Ceux qui me connaissent, avec qui je parle d’une manière libre, constatent ma propension au parenthésage, et constatent surtout que ce n’est pas de ma part un tic, mais que c’est une forme de la disposition des pensées les unes par rapport aux autres qui me permet plus de richesse et de mieux atteindre mes buts. Dans ce que j’écris, j’utilise le parenthésage avec modération, cela par égard pour mes lecteurs. Je pense qu’il faudrait introduire la coutume et la technique du parenthésage dès l’école, et dès l’école des petits âges. Après avoir appris à lire, écrire et compter, apprendre assez vite à parenthéser. L’explication de la technique du parenthésage devrait venir à peu près au moment où on fait de l’analyse logique. Tant qu’il n’y a pas cette formation, je n’abuse pas de la patience de mes lecteurs qui penseraient que c’est une volonté de me singulariser, alors que c’est ma manière d’être tout à fait naturelle. J’en use donc beaucoup moins que je ne le voudrais – quand j’écris des lettres à des amis, j’ai beaucoup plus de parenthèses, elles viennent naturellement.

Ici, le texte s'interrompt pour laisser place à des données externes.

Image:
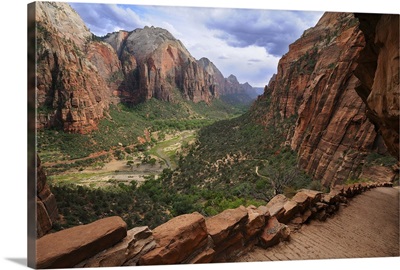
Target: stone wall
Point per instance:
(192, 238)
(46, 206)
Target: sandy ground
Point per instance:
(367, 227)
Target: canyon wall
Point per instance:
(71, 94)
(80, 74)
(315, 85)
(378, 72)
(156, 65)
(46, 206)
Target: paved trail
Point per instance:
(367, 227)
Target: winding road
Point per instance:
(367, 227)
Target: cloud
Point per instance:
(245, 42)
(103, 18)
(270, 29)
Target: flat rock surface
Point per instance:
(69, 247)
(367, 227)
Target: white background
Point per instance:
(13, 83)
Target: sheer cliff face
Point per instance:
(315, 85)
(71, 93)
(155, 64)
(79, 75)
(378, 72)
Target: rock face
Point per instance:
(79, 74)
(155, 64)
(46, 205)
(229, 89)
(71, 94)
(138, 242)
(316, 88)
(177, 240)
(378, 71)
(69, 247)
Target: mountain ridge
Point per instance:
(74, 93)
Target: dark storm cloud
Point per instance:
(269, 29)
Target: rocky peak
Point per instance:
(66, 22)
(315, 86)
(155, 64)
(71, 94)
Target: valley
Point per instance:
(131, 124)
(135, 167)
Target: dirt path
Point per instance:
(367, 227)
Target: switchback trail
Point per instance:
(367, 227)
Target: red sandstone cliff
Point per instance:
(155, 65)
(378, 72)
(315, 85)
(71, 93)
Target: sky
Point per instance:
(247, 43)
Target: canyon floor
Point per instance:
(367, 227)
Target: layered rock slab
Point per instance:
(178, 240)
(69, 247)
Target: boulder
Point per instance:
(255, 223)
(177, 239)
(273, 233)
(275, 206)
(313, 195)
(69, 247)
(302, 201)
(137, 242)
(43, 221)
(226, 223)
(291, 208)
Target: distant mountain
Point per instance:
(80, 75)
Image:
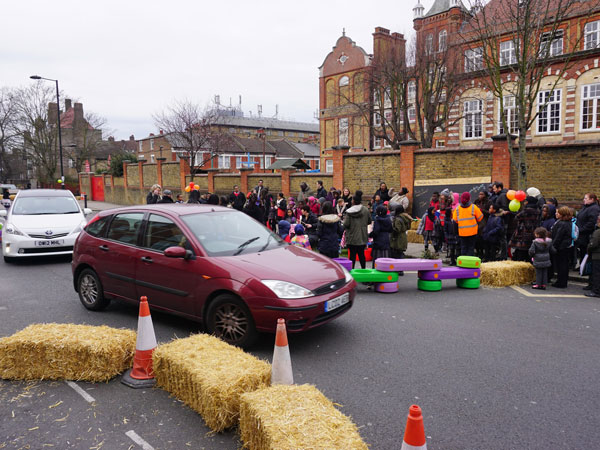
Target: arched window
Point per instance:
(442, 38)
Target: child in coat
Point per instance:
(540, 250)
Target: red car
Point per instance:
(211, 264)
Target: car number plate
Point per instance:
(50, 243)
(337, 302)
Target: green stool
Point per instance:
(468, 283)
(468, 262)
(432, 286)
(373, 276)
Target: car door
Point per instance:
(117, 255)
(169, 283)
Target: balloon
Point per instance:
(514, 205)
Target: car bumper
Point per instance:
(15, 246)
(303, 314)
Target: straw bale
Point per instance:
(506, 273)
(56, 351)
(413, 237)
(209, 375)
(294, 417)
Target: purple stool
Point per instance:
(345, 263)
(387, 288)
(449, 273)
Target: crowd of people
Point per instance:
(552, 237)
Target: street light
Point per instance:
(62, 174)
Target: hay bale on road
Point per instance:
(414, 238)
(66, 352)
(294, 417)
(506, 273)
(209, 375)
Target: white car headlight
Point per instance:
(11, 229)
(283, 289)
(347, 275)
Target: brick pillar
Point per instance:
(285, 181)
(184, 170)
(338, 153)
(244, 171)
(407, 166)
(141, 173)
(501, 160)
(159, 162)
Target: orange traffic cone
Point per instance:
(281, 368)
(414, 435)
(142, 374)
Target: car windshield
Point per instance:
(33, 206)
(230, 233)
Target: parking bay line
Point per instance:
(531, 294)
(87, 397)
(138, 440)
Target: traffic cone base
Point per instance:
(281, 367)
(142, 373)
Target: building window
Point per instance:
(224, 162)
(474, 59)
(589, 107)
(473, 119)
(551, 47)
(510, 116)
(442, 40)
(592, 35)
(507, 53)
(329, 166)
(549, 111)
(343, 131)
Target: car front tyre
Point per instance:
(229, 318)
(90, 291)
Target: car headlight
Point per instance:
(347, 275)
(283, 289)
(11, 229)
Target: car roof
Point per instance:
(45, 193)
(180, 209)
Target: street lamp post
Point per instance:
(62, 174)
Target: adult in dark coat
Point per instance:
(562, 242)
(237, 199)
(329, 230)
(586, 222)
(526, 223)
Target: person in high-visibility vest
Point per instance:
(468, 216)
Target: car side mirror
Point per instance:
(175, 252)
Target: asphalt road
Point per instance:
(491, 369)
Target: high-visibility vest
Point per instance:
(467, 219)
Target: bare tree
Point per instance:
(193, 128)
(513, 69)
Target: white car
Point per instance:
(42, 222)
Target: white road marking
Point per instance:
(138, 440)
(87, 397)
(533, 294)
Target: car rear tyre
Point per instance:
(229, 318)
(90, 291)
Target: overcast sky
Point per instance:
(125, 60)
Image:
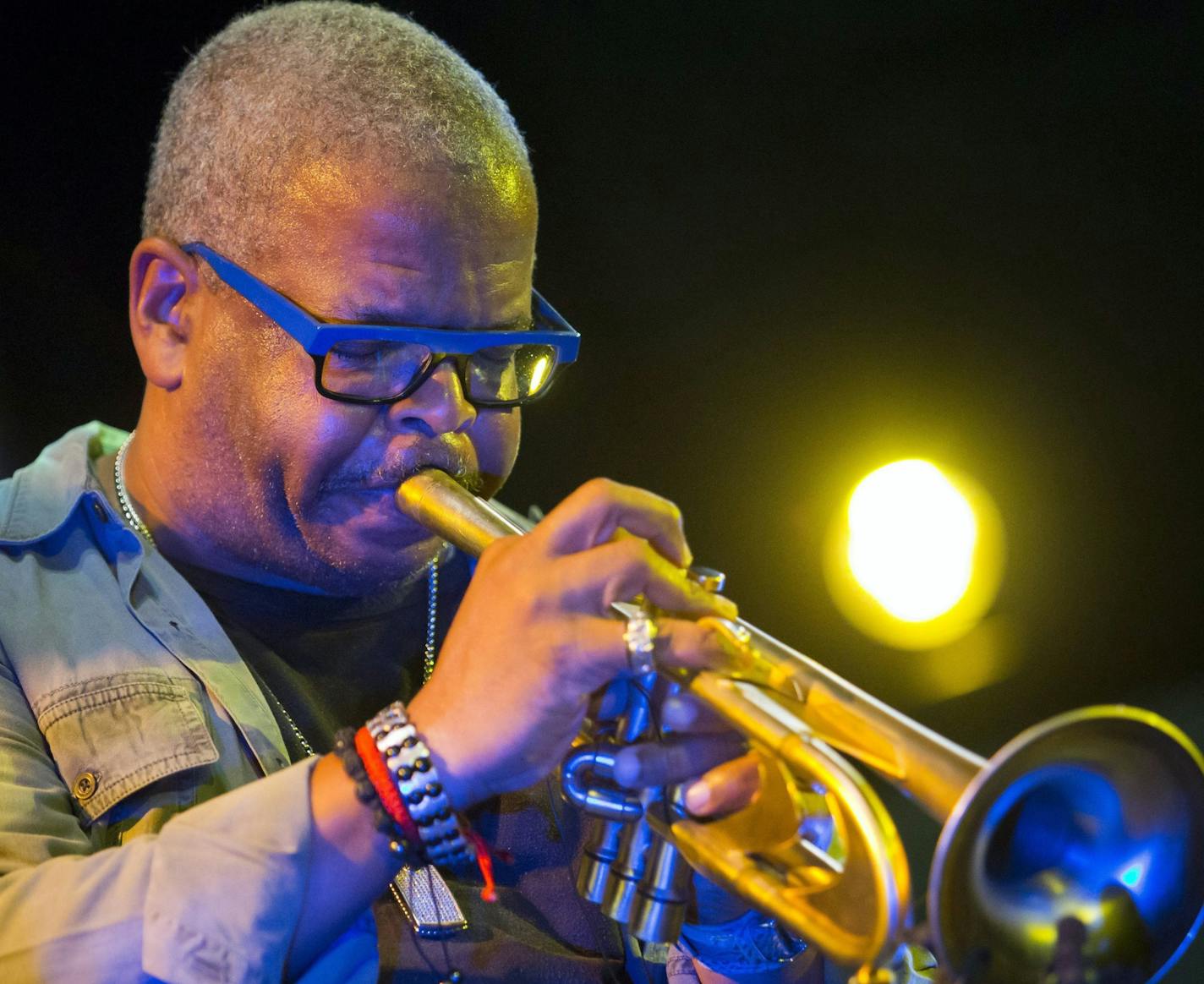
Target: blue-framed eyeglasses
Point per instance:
(382, 364)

Ceci m’amène à parler de ce que j’appelle l’usage intelligent, non acrobatique, des parenthèses. Le seul cas que je connaisse où il y a eu un parenthésage poussé très loin, c’est le cas de Roussel, des Nouvelles impressions d’Afrique. Il y a des doubles, triples et quadruples parenthèses qui, finalement s’étalent sur tout un livre. Il y a d’autres formes de parenthésage, par exemple, les livres qui ont des notes de bas de page, avec des parenthèses dans les notes, c’est un double parenthésage. Mais ça ne va pas très loin. Il y a autre chose que la parenthèse proprement dite, ce sont les romans à tiroirs. Le roi dans ce genre en France, c’est Frédéric Soulié avec Confessions générales et Les mémoires du diable où il y a des récits dans des récits, dans des récits, où apparaît quelqu’un qui écrit une lettre et qui raconte que Amandine a rencontré Philippe qui lui a dit…

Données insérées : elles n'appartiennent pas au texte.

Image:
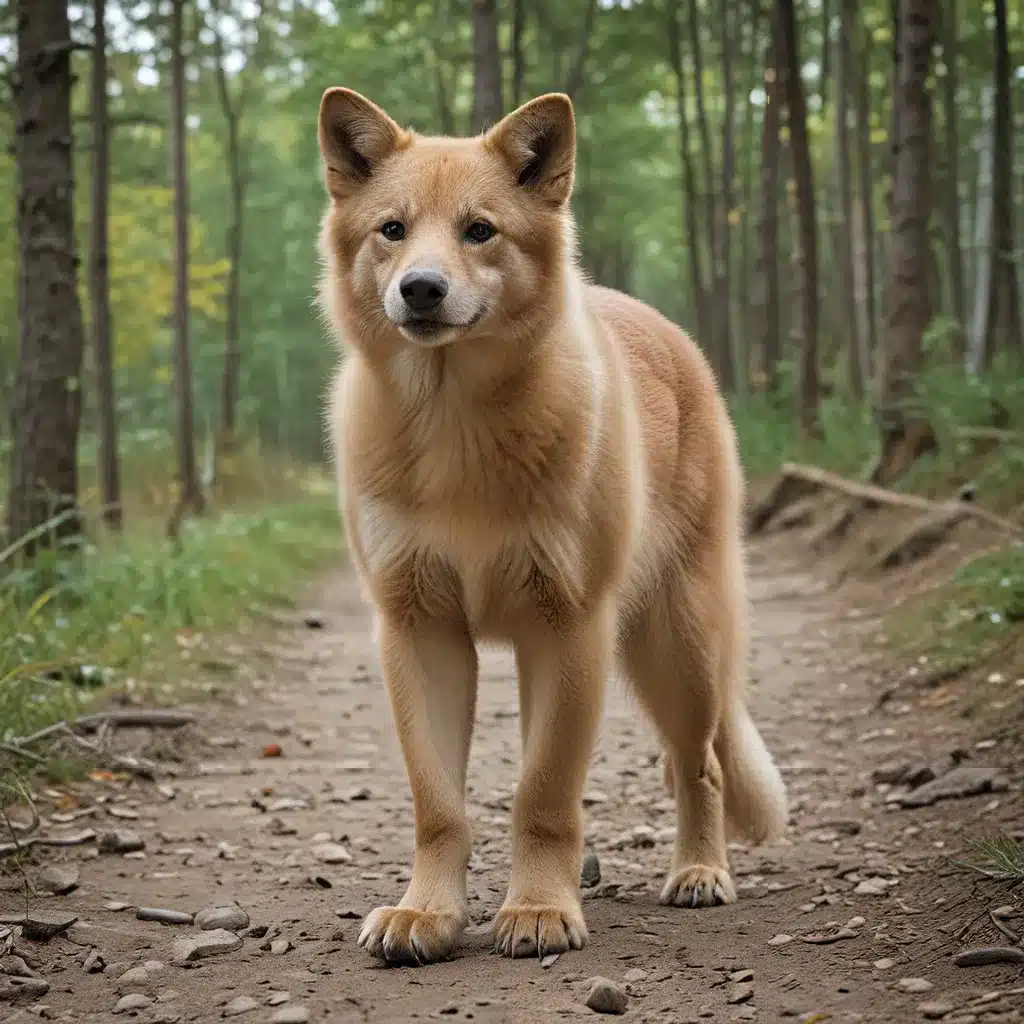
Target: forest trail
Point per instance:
(256, 829)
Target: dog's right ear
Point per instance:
(354, 136)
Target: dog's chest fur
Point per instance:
(484, 515)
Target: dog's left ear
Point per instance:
(354, 136)
(539, 142)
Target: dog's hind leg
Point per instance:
(676, 658)
(431, 673)
(561, 686)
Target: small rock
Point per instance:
(968, 779)
(230, 918)
(136, 977)
(132, 1003)
(606, 997)
(875, 886)
(332, 853)
(121, 841)
(194, 947)
(42, 928)
(240, 1005)
(94, 963)
(58, 880)
(163, 916)
(590, 873)
(739, 993)
(914, 985)
(291, 1015)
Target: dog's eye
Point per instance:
(479, 231)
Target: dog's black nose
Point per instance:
(423, 290)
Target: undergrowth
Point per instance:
(999, 858)
(976, 613)
(136, 610)
(954, 403)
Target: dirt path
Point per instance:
(250, 828)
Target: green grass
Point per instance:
(115, 614)
(978, 612)
(999, 858)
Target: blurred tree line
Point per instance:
(813, 188)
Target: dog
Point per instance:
(523, 457)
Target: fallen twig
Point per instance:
(796, 480)
(990, 434)
(113, 719)
(989, 954)
(17, 752)
(79, 839)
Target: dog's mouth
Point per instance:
(427, 328)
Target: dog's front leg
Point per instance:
(431, 670)
(561, 687)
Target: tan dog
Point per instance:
(525, 458)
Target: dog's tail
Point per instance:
(756, 805)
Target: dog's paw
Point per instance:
(698, 885)
(527, 930)
(399, 935)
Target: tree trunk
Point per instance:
(232, 327)
(690, 228)
(232, 151)
(952, 208)
(908, 305)
(190, 496)
(486, 66)
(46, 407)
(709, 192)
(110, 472)
(983, 233)
(825, 52)
(578, 70)
(869, 322)
(744, 327)
(856, 354)
(518, 60)
(1004, 299)
(723, 257)
(797, 107)
(766, 321)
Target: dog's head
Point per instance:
(431, 241)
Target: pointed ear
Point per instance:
(354, 136)
(539, 142)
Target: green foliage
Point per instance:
(979, 610)
(128, 614)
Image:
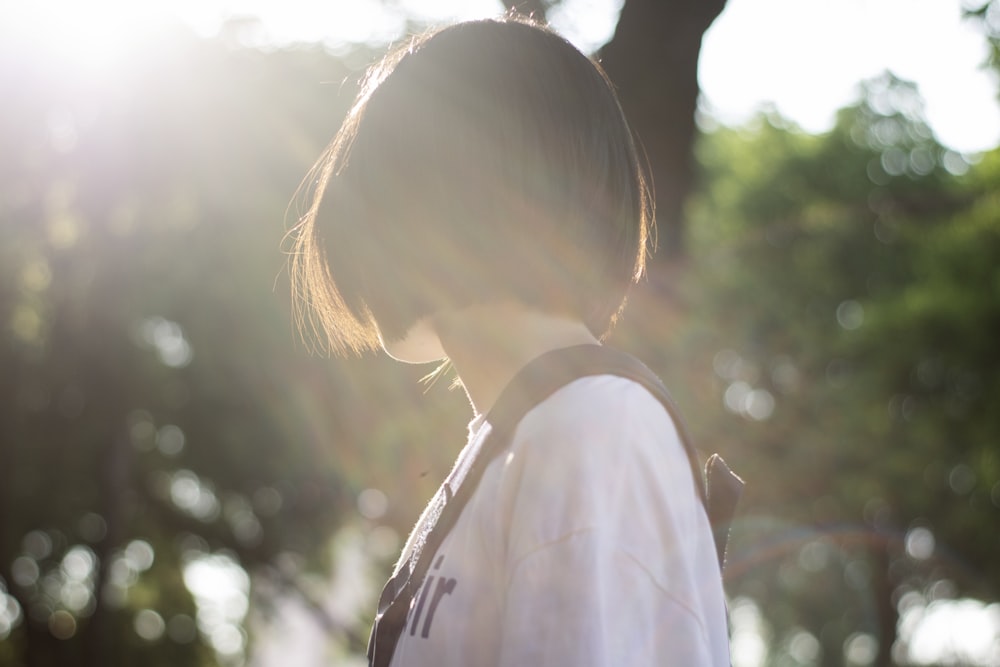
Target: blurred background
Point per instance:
(183, 483)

J.B. : Est-ce qu’on atteint au degré de complexité des Mille et une nuits ?
F.L.L. : Je crois, oui. Ce n’est pas l’usage acrobatique de Roussel qui cherche à nous faire perdre les pédales, il sait très bien qu’on ne pourra pas se souvenir du début de la parenthèse quand elle commence vingt pages plus haut ; ce n’est pas non plus l’usage agréable, celui des tiroirs. L’usage non acrobatique est celui qui permettrait à une pensée de rester vivante à l’intérieur d’un discours et d’apporter une richesse qui ne vous désarçonne pas parce qu’elle est bien organisée. Autrement dit, que va-t-on mettre à l’intérieur des parenthèses ? Quand je parle, mes parenthèses ne sont pas toujours ce qu’elles devraient être, je me laisse parler. Dans quelque chose d’écrit, je crois qu’une disposition qui préméditerait le contenu des parenthèses les unes par rapport aux outres, une cascade ou un arbre suivant les cas qui prévoirait qu’au fur et à mesure qu’on s’enfonce dans la parenthèse, on s’enfonce ou bien vers quelque chose de plus abstrait, ou de plus concret. Du moment qu’il y a un ordre, cet usage du parenthésage ferait passer la quantité du discours beaucoup mieux que même en mettant des phrases séparées. C’est une idée que je voudrais défendre. Il faut déterminer le principe qui gouverne l’ordre pour le discours que l’on veut faire. Ce principe peut changer. Je disais tout à l’heure, aller de l’abstrait vers le concret ou du concret vers l’abstrait, mais ça peut être autre chose, aller, par exemple, de ce qui est plus émouvant vers ce qui l’est moins ou vers plus de documentation ou moins. Dans ce livre, la parenthèse sera utilisée pour la défense du disparate on ne fera pas de parenthèses pour le plaisir.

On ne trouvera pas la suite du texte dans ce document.